Жизнь состоит из отрывков, островов, хотя и кажется на первый, очевидный, взгляд сплошным, беспрерывным потоком. Как процесс. Как река. Как дорога.
Я ехал на машине по пустынному шоссе поздней осенью. День стоял солнечный, и остро пахло подхваченной морозцем листвой дубов. Кругом, по обочинам шоссе, мелькали желтые и багряные леса и перелески. А в магнитоле неожиданно зазвучал Бах.
Сколько существует сейчас переработок, обработок и «недоработок» баховской музыки во всевозможных, порой вычурных и ультраавангардных стилях, — просто невообразимо! Мне, например, сразу же пришло на ум недавнее выступление американского музыканта и композитора Джоэла Шпигельмана, виденное по телевиденью. Он талантливо и самозабвенно «творил» джазового Баха! Это, конечно же, говорит о том, что баховская музыка популярна необычайно.

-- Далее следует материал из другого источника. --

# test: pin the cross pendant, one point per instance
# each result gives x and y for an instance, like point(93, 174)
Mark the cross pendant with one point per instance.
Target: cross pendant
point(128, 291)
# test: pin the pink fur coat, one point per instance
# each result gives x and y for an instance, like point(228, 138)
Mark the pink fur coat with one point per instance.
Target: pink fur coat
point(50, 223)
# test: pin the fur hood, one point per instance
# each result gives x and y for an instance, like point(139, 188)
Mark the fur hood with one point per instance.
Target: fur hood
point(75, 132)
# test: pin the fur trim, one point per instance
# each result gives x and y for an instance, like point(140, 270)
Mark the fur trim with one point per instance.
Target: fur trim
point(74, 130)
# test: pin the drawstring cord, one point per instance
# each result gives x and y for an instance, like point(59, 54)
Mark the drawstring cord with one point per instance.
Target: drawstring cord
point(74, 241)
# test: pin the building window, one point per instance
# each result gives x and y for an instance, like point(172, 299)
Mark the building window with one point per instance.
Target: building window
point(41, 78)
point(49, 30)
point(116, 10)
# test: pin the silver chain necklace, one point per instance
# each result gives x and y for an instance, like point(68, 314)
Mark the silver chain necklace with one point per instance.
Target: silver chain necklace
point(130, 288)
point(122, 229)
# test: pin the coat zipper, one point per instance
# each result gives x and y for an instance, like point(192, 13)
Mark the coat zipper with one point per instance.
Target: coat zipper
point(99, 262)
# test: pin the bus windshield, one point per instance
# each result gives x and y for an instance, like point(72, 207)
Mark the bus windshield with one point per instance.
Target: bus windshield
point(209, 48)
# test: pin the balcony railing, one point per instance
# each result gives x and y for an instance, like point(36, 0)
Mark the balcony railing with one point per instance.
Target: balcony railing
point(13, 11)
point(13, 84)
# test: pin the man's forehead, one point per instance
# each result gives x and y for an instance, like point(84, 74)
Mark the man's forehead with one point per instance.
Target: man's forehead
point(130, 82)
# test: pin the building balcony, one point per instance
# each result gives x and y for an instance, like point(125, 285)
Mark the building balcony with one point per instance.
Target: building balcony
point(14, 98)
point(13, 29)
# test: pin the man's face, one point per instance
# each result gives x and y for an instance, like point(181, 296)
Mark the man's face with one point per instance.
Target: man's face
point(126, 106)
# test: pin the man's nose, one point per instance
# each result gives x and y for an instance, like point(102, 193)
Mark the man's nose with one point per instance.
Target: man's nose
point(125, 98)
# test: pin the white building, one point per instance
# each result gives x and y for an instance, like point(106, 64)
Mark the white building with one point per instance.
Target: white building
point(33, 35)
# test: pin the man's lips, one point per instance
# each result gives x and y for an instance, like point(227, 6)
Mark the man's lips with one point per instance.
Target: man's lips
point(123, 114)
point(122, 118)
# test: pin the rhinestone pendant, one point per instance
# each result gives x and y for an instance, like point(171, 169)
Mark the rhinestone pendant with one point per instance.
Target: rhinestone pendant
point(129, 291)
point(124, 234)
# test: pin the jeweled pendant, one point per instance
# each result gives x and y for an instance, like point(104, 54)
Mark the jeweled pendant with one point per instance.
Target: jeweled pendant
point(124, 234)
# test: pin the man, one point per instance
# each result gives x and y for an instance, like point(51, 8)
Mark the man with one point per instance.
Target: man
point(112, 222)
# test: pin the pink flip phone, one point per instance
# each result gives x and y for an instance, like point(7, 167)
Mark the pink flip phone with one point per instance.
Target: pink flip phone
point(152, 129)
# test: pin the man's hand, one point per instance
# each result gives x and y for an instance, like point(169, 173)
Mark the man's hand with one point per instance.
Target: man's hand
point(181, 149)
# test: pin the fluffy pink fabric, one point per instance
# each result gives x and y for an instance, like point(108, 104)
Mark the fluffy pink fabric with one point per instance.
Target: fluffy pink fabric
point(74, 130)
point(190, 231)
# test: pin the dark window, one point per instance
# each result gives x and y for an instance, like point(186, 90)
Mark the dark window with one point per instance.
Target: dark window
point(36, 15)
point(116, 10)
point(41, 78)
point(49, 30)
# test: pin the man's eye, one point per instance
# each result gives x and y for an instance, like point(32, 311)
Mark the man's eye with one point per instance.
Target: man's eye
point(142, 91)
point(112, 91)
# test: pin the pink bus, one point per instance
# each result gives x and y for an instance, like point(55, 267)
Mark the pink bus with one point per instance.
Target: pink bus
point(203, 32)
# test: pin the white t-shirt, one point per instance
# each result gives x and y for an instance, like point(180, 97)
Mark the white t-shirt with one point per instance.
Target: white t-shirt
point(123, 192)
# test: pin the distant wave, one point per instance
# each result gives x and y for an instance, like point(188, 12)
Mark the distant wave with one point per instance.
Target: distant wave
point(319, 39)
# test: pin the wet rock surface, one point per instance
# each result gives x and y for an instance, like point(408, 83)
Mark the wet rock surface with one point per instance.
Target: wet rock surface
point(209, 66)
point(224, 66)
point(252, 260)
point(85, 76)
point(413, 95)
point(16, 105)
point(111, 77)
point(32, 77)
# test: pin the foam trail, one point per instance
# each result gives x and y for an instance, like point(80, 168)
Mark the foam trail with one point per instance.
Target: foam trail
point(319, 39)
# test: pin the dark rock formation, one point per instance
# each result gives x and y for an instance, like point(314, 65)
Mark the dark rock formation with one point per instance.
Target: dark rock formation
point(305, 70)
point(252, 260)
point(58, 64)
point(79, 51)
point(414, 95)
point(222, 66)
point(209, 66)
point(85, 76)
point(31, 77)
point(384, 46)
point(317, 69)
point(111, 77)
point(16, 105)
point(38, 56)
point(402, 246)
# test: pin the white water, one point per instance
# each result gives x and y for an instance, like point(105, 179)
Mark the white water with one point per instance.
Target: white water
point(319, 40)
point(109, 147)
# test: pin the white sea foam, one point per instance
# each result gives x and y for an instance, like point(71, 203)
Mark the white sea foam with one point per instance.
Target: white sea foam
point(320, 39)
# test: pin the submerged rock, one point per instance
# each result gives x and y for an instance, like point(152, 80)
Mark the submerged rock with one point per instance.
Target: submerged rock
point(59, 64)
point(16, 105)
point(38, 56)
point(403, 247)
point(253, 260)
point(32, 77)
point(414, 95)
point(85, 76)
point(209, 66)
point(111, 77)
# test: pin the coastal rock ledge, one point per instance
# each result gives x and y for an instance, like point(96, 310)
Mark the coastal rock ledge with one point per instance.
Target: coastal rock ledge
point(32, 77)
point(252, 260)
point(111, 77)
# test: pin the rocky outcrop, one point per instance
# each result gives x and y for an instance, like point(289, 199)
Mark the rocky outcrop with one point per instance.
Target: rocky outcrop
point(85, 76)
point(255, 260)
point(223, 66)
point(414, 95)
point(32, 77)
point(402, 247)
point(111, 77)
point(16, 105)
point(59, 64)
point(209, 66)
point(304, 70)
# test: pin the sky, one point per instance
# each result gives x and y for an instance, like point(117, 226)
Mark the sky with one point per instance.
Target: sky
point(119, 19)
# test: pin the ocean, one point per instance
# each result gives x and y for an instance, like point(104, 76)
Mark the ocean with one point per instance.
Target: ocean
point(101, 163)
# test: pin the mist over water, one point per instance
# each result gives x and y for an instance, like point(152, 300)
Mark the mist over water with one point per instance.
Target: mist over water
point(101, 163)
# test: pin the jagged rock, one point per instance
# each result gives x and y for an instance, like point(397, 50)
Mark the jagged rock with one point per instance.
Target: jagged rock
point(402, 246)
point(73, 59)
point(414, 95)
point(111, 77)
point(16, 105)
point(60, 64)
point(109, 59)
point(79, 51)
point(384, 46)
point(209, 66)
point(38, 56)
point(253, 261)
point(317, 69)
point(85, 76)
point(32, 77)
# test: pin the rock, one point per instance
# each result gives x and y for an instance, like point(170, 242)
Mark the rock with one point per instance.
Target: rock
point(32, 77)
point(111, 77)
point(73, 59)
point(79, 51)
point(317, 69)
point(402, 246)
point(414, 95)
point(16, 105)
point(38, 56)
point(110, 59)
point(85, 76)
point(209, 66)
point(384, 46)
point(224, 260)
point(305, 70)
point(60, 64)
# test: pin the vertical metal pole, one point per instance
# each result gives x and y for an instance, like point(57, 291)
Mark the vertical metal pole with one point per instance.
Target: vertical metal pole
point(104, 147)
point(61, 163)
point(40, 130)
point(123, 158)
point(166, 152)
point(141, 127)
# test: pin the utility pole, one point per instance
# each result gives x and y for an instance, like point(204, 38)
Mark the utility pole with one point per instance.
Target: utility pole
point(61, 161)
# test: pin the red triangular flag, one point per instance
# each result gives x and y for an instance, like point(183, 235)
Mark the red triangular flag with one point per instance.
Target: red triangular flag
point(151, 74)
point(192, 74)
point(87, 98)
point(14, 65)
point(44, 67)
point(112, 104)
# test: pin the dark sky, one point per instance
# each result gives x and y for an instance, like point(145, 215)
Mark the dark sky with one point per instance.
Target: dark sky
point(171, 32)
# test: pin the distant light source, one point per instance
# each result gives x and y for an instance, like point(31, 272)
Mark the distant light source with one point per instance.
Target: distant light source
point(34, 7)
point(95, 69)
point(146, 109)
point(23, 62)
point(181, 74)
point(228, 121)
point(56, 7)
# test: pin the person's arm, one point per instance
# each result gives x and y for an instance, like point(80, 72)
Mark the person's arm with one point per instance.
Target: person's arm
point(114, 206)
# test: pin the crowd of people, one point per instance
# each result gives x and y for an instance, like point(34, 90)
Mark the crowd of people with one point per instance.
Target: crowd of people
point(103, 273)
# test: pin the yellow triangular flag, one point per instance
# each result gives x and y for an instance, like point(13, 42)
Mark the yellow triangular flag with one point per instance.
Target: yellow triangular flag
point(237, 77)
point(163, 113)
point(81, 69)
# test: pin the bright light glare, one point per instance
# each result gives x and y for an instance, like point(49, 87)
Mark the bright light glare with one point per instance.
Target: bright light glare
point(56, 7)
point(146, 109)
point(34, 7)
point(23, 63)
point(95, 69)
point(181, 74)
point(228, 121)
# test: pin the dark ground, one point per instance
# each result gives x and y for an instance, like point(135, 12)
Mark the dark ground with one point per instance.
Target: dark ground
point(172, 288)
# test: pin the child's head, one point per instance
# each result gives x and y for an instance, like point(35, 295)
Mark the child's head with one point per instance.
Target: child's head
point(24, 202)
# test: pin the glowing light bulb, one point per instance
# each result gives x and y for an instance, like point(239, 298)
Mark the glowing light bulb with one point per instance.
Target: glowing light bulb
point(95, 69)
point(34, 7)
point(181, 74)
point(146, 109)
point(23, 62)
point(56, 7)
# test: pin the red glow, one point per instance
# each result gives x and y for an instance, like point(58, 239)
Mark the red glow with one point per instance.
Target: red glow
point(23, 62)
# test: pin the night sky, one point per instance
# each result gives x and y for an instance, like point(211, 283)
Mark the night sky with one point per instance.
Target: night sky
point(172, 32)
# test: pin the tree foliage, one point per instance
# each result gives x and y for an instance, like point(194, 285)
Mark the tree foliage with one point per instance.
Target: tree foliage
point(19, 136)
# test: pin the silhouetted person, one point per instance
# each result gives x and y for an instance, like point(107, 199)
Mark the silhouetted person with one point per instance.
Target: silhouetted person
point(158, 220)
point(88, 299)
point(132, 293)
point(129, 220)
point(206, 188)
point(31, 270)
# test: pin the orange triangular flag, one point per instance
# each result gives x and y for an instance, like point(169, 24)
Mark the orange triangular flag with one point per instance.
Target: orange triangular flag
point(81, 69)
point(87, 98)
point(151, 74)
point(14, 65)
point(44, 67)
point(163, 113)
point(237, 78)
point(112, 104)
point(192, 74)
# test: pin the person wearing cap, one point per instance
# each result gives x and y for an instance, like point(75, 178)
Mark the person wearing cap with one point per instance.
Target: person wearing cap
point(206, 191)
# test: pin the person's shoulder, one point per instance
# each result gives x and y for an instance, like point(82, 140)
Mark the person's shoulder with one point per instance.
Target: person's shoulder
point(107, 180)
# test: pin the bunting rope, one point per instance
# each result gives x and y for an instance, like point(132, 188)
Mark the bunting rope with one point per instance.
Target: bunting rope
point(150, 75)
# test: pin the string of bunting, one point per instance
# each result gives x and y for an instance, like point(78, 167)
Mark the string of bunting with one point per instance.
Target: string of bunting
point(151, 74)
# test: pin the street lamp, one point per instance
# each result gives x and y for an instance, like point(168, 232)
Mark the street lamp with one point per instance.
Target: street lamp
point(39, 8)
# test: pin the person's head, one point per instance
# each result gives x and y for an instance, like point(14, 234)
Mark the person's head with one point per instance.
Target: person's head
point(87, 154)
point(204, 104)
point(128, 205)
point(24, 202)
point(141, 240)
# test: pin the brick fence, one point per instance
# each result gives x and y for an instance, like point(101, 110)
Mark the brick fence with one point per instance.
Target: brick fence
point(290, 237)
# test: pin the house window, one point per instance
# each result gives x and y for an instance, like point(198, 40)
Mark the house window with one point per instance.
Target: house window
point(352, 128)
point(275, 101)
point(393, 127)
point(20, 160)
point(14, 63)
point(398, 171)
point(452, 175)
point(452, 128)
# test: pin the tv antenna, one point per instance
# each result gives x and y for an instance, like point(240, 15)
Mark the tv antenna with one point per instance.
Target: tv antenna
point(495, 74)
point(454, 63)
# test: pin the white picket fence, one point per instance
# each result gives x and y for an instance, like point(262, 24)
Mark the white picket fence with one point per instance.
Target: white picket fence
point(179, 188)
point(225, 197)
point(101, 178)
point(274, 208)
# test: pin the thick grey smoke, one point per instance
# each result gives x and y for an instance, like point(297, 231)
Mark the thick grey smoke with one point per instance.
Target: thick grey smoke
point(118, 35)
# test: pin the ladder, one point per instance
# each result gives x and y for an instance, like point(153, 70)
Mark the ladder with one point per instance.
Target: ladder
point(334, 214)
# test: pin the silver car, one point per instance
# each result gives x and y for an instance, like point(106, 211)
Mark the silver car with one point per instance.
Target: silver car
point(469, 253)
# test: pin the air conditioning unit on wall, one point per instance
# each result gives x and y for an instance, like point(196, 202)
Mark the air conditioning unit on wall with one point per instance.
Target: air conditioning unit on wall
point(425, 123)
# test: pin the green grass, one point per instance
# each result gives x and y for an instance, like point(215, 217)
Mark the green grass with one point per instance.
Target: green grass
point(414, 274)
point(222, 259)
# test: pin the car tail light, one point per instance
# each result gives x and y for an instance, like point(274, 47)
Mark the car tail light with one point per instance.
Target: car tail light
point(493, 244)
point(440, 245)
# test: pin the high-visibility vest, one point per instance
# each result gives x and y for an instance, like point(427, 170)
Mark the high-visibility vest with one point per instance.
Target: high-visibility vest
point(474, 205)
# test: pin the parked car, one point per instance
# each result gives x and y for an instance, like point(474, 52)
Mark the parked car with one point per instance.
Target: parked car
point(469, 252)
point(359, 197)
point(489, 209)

И популярность эта продолжает нарастать! (Хотя популярность следует тоже трактовать осторожно).
…Это была обработка хорала «Иисус оставляет меня в радости» в стиле нью-вэйв. Этакая проповедь с помощью электричества, рок-н-ролла и кока-колы. Я со скепсисом слушал первые такты, чутко уловив, как мне поначалу показалось, желание авторов обработки придать Баху «стильный», современный вид. Но чем дальше я слушал, тем сильнее и могущественнее пробивался истинный Бах сквозь синтетические звуки — и, парадоксально, но они ничуть не мешали ему.
Весь хорал был построен словно на ритмичном биении сердечной мышцы; и мягкая, нежная, сначала возвышенная и радостная, а в середине — печальная, тема хорала сопровождалась мерными ударами успокоенного и умиротворенного, а затем взволновавшегося и пребывающего в трепете человеческого сердца.
Плавно неслась машина по пустынному шоссе. Краски осени — багрец и золото — сверкали под чистым небом вокруг меня. Я ощутил вдруг биение своего сердца: оно приспосабливалось к тому, другому, которое мерно трепетало в хорале. В тот момент, когда сердца — мое и хоральное — забились наконец в унисон, я вдруг резко ощутил какое-то удивительное чувство; как будто я уже был на этой Земле когда-то, и был такой же день с его яркими красками, и также осень сверкала своим пурпуром, и то же стремительное движение мимо этих красок, мелькающих за окном машины с двух сторон, несло меня вперед.
Моя первая жизнь, которую я уже не помнил (а, может быть, даже совсем и не знал), как это шоссе, развернулась передо мною в этот осенний солнечный день. Небывалое доселе ощущение радости и принадлежности к ясному и радостному, спокойному и, одновременно, яркому миру, охватило волной меня. Словно я вновь, после долгой разлуки, посетил землю!
Удивленно оглядел я природу. Она странно вела себя сейчас: в небе не было птиц, на шоссе не было ни души; в строгом и ярком мире были только я, золотые безмолвные леса двумя полосами, уходящими вдаль, и два сердца — одно внутри хорала, другое — внутри меня.
А первое билось так, словно хорал был живым… И мне представилось ясно и безоговорочно, что в этом хорале бьется мое изначальное, забытое, из той жизни сердце… Я услышал его.